La professeure a été marquée par la capacité des étudiants de divulguer leur message en utilisant leurs forces. Ainsi, les étudiants en design de l’UQAM ont créé l’École de la montagne rouge, à l’origine de célèbres sérigraphies, dont l’une inventant l’expression « printemps érable ». Les étudiants en jeu de l’École supérieure de théâtre ont présenté pendant plusieurs jours une chorégraphie silencieuse sur les rames du métro de Montréal, où des comédiens habillés de rouge formaient une ligne interminable, le tout créant un effet certain, sans pourtant le moindre bruit. Les étudiants en urbanisme de l’UQAM ont drapé de rouge une partie du mobilier urbain, des sculptures aux arbres.
L’expression artistique a admirablement servi le propos étudiant. Le 22 mars, l’HAUSSEtie d’show chauffe le Métropolis, en compagnie notamment des Zapartistes. Le 2 avril, le concert On hausse le ton, alliant orchestre et poésie, anime le Conservatoire d’art dramatique de Montréal.
Et c’est sans compter les activistes tricoteuses (avec Maille à part), la marche à reculons, les mariages collectifs symboliques contre la hausse, les projections lumineuses sur des bâtiments, la chorale des grévistes, la parodie des Schtroumpfs sur la schtroumpf des droits de schtroumpf, la bière « La Matraque », une bière « au coup du jour » (gracieuseté des Brasseurs illimités en mai 2012) ou le jeu vidéo Angry grévistes, en écho au populaire Angry Birds — un mince échantillon de la créativité étudiante saveur conflit.
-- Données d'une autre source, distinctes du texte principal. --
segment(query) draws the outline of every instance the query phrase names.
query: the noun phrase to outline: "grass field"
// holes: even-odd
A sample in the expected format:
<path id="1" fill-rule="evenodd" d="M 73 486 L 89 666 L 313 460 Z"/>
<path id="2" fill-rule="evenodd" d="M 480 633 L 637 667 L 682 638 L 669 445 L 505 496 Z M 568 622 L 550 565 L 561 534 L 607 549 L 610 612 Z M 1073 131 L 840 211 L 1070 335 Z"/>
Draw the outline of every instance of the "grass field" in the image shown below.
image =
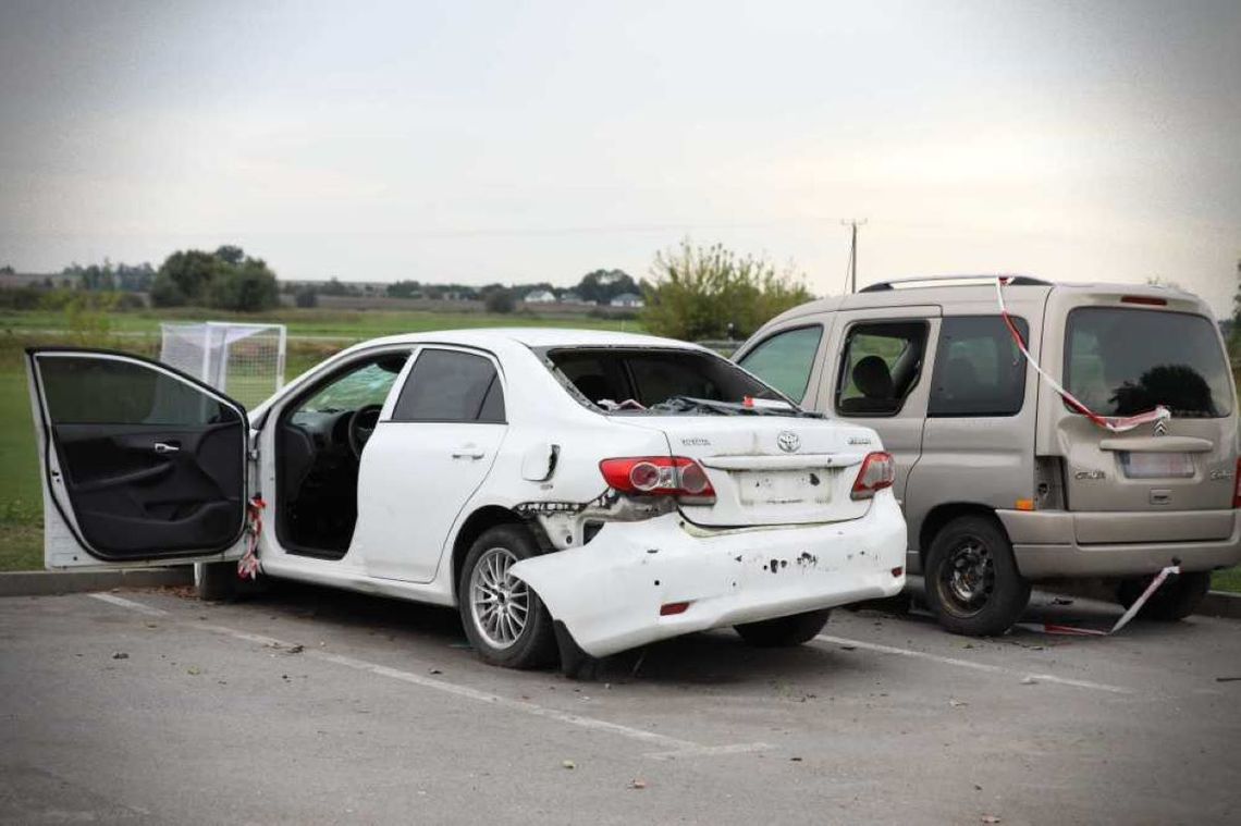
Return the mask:
<path id="1" fill-rule="evenodd" d="M 201 310 L 175 313 L 115 313 L 108 316 L 114 334 L 105 339 L 79 341 L 92 346 L 154 356 L 158 347 L 160 320 L 202 320 Z M 227 320 L 218 314 L 212 319 Z M 240 316 L 246 321 L 256 316 Z M 352 341 L 397 332 L 421 332 L 454 327 L 484 326 L 568 326 L 638 332 L 634 321 L 591 319 L 587 316 L 549 316 L 540 319 L 522 314 L 488 315 L 480 313 L 397 313 L 387 310 L 282 310 L 263 314 L 259 320 L 287 324 L 289 335 L 289 378 L 313 367 Z M 143 335 L 146 334 L 146 335 Z M 58 313 L 0 313 L 0 571 L 42 568 L 42 504 L 38 480 L 38 456 L 30 418 L 30 401 L 22 350 L 31 345 L 65 344 L 76 334 L 66 329 Z M 297 340 L 295 336 L 334 336 L 336 341 Z M 81 336 L 78 336 L 81 337 Z M 1241 568 L 1217 572 L 1214 587 L 1241 593 Z"/>

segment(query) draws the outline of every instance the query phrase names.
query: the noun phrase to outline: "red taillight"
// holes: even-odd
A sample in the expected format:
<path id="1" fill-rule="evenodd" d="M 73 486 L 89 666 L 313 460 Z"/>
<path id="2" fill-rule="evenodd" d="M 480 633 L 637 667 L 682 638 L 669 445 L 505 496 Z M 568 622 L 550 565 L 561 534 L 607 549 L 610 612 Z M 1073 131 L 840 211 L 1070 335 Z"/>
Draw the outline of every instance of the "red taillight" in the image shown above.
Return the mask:
<path id="1" fill-rule="evenodd" d="M 877 491 L 891 487 L 896 481 L 896 460 L 890 453 L 869 453 L 862 459 L 861 470 L 854 480 L 854 489 L 850 496 L 854 499 L 870 499 Z"/>
<path id="2" fill-rule="evenodd" d="M 1241 507 L 1241 459 L 1237 459 L 1237 469 L 1232 476 L 1232 507 Z"/>
<path id="3" fill-rule="evenodd" d="M 685 456 L 635 456 L 599 463 L 604 481 L 622 494 L 675 496 L 686 505 L 715 502 L 702 465 Z"/>

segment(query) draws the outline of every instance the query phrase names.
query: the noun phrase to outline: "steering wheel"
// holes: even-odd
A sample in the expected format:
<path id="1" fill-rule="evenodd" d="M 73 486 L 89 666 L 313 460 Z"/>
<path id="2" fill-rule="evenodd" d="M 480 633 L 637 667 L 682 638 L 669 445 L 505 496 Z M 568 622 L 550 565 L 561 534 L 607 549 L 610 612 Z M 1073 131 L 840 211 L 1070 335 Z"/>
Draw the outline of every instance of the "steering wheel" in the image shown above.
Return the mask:
<path id="1" fill-rule="evenodd" d="M 354 411 L 349 417 L 349 449 L 354 451 L 354 458 L 361 461 L 362 448 L 366 446 L 375 425 L 380 422 L 382 404 L 366 404 Z"/>

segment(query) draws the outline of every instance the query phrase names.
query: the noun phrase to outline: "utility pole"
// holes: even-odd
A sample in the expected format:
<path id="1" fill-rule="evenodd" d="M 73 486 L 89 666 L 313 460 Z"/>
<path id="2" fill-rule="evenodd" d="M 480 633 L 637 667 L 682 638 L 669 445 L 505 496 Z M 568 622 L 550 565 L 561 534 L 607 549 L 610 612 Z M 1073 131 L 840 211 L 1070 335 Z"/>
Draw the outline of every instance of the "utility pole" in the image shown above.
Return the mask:
<path id="1" fill-rule="evenodd" d="M 851 238 L 849 242 L 849 268 L 845 273 L 845 285 L 849 288 L 849 293 L 858 291 L 858 227 L 866 226 L 866 218 L 859 221 L 858 218 L 849 218 L 848 221 L 840 222 L 841 227 L 851 227 Z"/>

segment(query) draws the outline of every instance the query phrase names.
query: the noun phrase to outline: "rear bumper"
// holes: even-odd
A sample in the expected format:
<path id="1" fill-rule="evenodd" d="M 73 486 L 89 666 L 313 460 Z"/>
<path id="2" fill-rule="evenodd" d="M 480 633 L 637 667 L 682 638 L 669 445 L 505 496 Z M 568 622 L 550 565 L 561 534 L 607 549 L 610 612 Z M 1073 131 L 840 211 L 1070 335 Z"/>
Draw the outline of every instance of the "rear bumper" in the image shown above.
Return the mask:
<path id="1" fill-rule="evenodd" d="M 678 513 L 612 522 L 588 546 L 513 567 L 592 656 L 692 631 L 891 597 L 905 520 L 890 491 L 835 525 L 704 530 Z M 690 603 L 681 614 L 660 606 Z"/>
<path id="2" fill-rule="evenodd" d="M 1154 573 L 1164 566 L 1179 564 L 1184 571 L 1210 571 L 1241 564 L 1241 511 L 1203 511 L 1200 513 L 1108 513 L 1117 525 L 1118 541 L 1082 543 L 1081 526 L 1069 511 L 997 511 L 1013 542 L 1018 569 L 1028 579 L 1057 577 L 1126 577 Z M 1100 515 L 1090 515 L 1090 536 L 1106 540 L 1100 531 Z M 1165 526 L 1186 518 L 1210 520 L 1225 525 L 1225 535 L 1215 540 L 1168 541 Z M 1134 527 L 1145 528 L 1153 541 L 1134 541 Z M 1227 530 L 1231 526 L 1231 530 Z"/>

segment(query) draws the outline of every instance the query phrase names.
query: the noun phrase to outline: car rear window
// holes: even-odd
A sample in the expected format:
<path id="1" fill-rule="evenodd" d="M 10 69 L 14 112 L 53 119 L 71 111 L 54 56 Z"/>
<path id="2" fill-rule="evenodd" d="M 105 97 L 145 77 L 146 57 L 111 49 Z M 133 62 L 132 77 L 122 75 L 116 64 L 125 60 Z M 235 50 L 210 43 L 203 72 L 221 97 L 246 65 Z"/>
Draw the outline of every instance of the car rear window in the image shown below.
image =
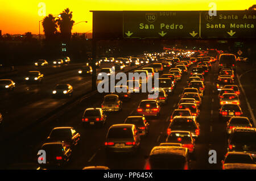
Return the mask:
<path id="1" fill-rule="evenodd" d="M 249 163 L 254 164 L 251 158 L 245 154 L 230 154 L 225 159 L 225 163 Z"/>
<path id="2" fill-rule="evenodd" d="M 120 138 L 133 137 L 133 132 L 130 128 L 112 128 L 109 130 L 108 138 Z"/>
« Ce qui nous a frappés en faisant cette recension [non exhaustive, précisent les auteurs], c’est que le groupe a toujours eu préséance sur l’individu », ajoute Mme Bonenfant. En font foi les nombreux regroupements créés à la faveur du printemps : ici, Mères en colère et solidaires ou Profs contre la hausse, et là, plus inusités, le Regroupement pacifique de peluches et de figurines pour une société plus juste et plus solidaire (des petits défilés de peluches ont d’ailleurs coloré certaines artères) ou le distributeur de câlins Anarchopanda.
« Cette anthologie, c’est non seulement une manière de refaire le fil des événements et de montrer toute la richesse créatrice liée au conflit, mais c’est aussi notre hommage à tous ces militants qui ont pris la parole », dit Maude Bonenfant.